Będę ci kibicowała i mam nadzieję,że nie zniechęcisz się do dietki.
Witam :)
Ta lekarka była niegrzeczna i tak jak mówisz pewnie nigdy nie miała problemów z kg. Gdyby miała w sobie troche taktu to nie poruszałaby tak drażliwego dla nas tematu przy wszystkich :evil:
A jak tam twój internetowy przyjaciel ?:)

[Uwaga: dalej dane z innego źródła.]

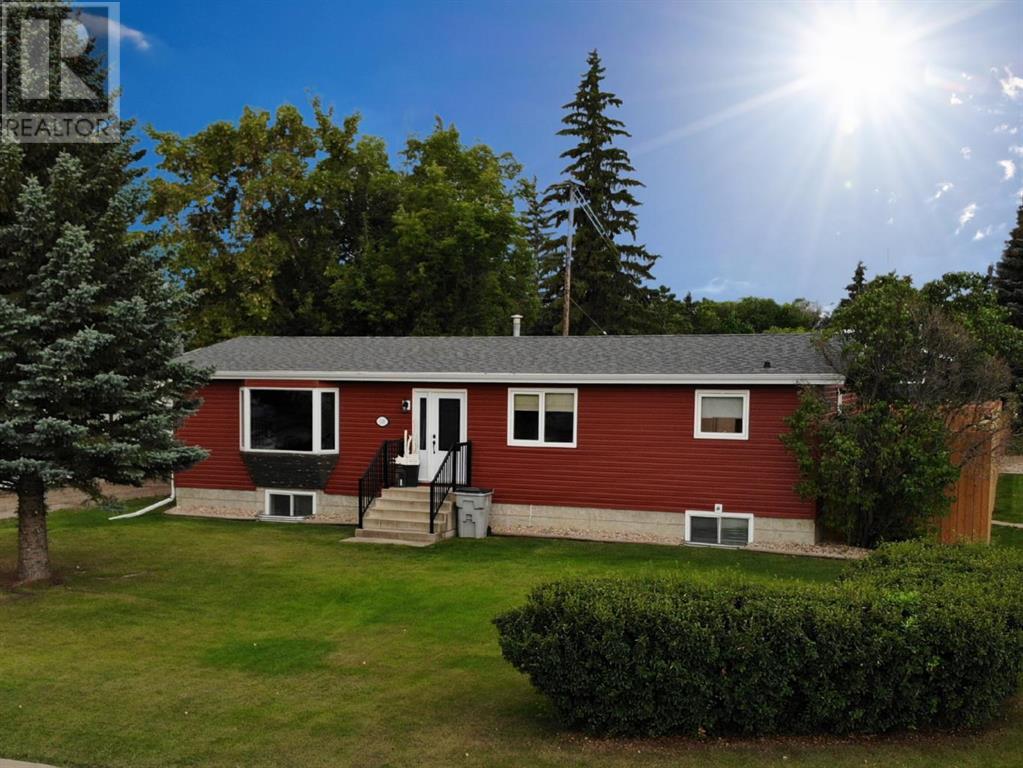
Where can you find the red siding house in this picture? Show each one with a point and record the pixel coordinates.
(648, 438)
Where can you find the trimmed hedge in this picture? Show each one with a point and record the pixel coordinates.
(916, 636)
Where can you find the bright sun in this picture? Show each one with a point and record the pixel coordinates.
(860, 61)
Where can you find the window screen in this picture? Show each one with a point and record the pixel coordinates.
(724, 530)
(280, 505)
(302, 505)
(721, 414)
(527, 417)
(703, 530)
(559, 417)
(290, 505)
(735, 532)
(328, 422)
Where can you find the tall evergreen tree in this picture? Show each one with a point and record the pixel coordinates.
(1009, 273)
(608, 280)
(88, 333)
(88, 325)
(856, 286)
(534, 219)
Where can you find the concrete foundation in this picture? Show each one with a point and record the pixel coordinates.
(514, 520)
(212, 502)
(629, 525)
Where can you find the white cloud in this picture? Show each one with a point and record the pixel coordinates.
(1012, 86)
(941, 188)
(721, 285)
(966, 216)
(101, 27)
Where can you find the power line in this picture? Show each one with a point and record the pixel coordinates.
(574, 191)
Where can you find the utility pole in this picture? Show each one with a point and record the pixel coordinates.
(567, 299)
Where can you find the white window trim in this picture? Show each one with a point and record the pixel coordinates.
(246, 431)
(285, 492)
(698, 400)
(512, 441)
(690, 513)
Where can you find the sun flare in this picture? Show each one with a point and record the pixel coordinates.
(860, 61)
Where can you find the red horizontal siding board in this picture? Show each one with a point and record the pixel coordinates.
(635, 449)
(216, 427)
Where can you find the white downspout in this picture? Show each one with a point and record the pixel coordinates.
(143, 510)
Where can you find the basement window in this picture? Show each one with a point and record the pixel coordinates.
(290, 419)
(719, 529)
(722, 415)
(542, 417)
(290, 504)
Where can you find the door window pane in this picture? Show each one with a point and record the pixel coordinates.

http://avatar.7910.org/avatar/1162j.gif
Witaj Madziu :D
Jestem zszokowana zachowaniem tej lekarki. Może i skończyła medycynę, ale na zajęciach z psychologi najwyraźniej spała. A empatii nie ma za grosz :evil:
Nie przejmuj się, najważniejsze to robić swoje i mieć w nosie niegrzeczne uwagi innych. Mnie ostatnio zastrzelił sąsiad tekstem, że mi się przytyło. A sąsiad ma problemy z pamięcią i codziennie na spacerze pyta mnie o imię i wiek psa :evil:
Miłej niedzieli Magdusiu :D
Wrr jak bardzo mnie wkurza jak osoby chude jak szczapy, które nigdy nie musiały korzystać z diet próbują mędrkować.. I co z tego, że lekarz.. Zachowała się bardzo bardzo nie profesjonalnie i powinnaś jej coś powiedzieć.. Ale dobrze, że wracasz na dobrą drogę diet :)
No i co ja mam teraz powiedzieć... jak głównie działa na mnie wizja tego,że mam w przyszłości swojej pacjentce/pacjentowi powiedzieć,że ma schudnąc.. ja tłuścioch mam przekonywać kogoś,że schudnąc musi dla zdrowia..
nie mniej jednak jej podejście było dalekie od zasad kultury...
wracaj na dietke i chudnij slicznotkoo!